According to the company, developers have been requesting complete API coverage from Microsoft"s implementation of UIKit. It"s difficult to modify UIKit completely, and not feasible especially when Windows allows the same functionality via XAML which has been available since day one. However, Microsoft recognizes the issue and has now decided to formulate a clear method to migrate UIKit-based UIs to XAML. Subsequently, Project Islandwood will sport the following improvements from now on:
- Faster bring up of iOS controls, so more of UIKit is available to you
- An improved touch-input model for more performant event handling
- Much improved support for accessibility and localization
- Better test automation, resulting in more stable and high-quality controls
- Much improved integration with and leveraging of Windows’ UI framework, XAML
Additionally, Microsoft has also noted some flaws in its implementation of UIKit, which is different from Apple"s first-party one. The company states that this resulted in partially-implemented classes as well as "incomplete support for basic use cases and scenarios". Microsoft went on to say that:
This proved extremely frustrating for our users, as it was difficult to tell at a glance what worked and what didn’t. We’ve worked to mitigate the problem over the last year by thoroughly annotating the iOS bridge code base – marking every method and every property as fully interoperable, partially implemented or not supported – but the fundamental problem of a fragmented and incomplete feature set persisted. It simply wasn’t clear what would and wouldn’t work.
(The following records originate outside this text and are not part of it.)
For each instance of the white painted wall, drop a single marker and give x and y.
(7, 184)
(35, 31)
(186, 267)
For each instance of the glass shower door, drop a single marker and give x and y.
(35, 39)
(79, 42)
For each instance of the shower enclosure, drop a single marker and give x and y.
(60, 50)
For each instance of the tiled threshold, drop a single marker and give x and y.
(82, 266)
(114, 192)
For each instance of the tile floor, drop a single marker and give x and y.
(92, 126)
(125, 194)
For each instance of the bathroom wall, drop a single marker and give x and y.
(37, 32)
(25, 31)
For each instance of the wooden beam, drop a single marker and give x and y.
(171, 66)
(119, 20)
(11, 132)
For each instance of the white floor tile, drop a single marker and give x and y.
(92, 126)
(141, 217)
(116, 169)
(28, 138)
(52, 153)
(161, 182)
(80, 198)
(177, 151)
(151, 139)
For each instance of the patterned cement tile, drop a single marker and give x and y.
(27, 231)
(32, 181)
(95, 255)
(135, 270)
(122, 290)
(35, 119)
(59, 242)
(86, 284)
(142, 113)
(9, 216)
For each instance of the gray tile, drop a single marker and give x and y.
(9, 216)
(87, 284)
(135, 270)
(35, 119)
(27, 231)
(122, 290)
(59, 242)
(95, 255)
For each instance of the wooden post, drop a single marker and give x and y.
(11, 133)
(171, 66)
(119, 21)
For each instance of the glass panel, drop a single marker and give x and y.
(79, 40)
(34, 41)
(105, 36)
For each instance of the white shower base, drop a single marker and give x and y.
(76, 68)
Microsoft has outlined its plans for what"s next for Project Islandwood as well, stating that its team will continue to preserve the UIKit functionality as much as it can while benefiting from features that already exist on Windows. According to the company:
This approach offers a number of advantages. For one, it greatly reduces the amount of work it takes to bring up on Windows the UIKit classes iOS developers depend on. For another, it dramatically increases what the bridge is able to offer in terms of accessibility and localization, not to mention performance, stability, and polish. Lastly, the new approach allows us to take advantage of test automation designed for XAML, which will help to raise the quality bar of our UI frameworks and prevent regressions.
With that being said, the move does have a few drawbacks. Perfectly recreating all of UIKit"s functionality will no longer be possible. But the company will try to map as much of UIKit"s functionality to the corresponding XAML behavior, while improving on the latter, where possible. Microsoft has cautioned that while it will work hard to preserve iOS paradigms and behavior, not every property will be mapped to Windows. Regardless, the company still feels that the "net benefits are well worth the tradeoffs."
To that end, the Redmond giant is also introducing a new tool called "Xib2Xaml", which will convert Storyboard and XIB files created in Xcode"s Interface Builder into XAML files compatible on Windows so that they can be directly edited in Visual Studio. As always, Microsoft has posted documents outlining the changes in UI on GitHub and has requested developers to open an issue on the same site to voice their thoughts on the changes.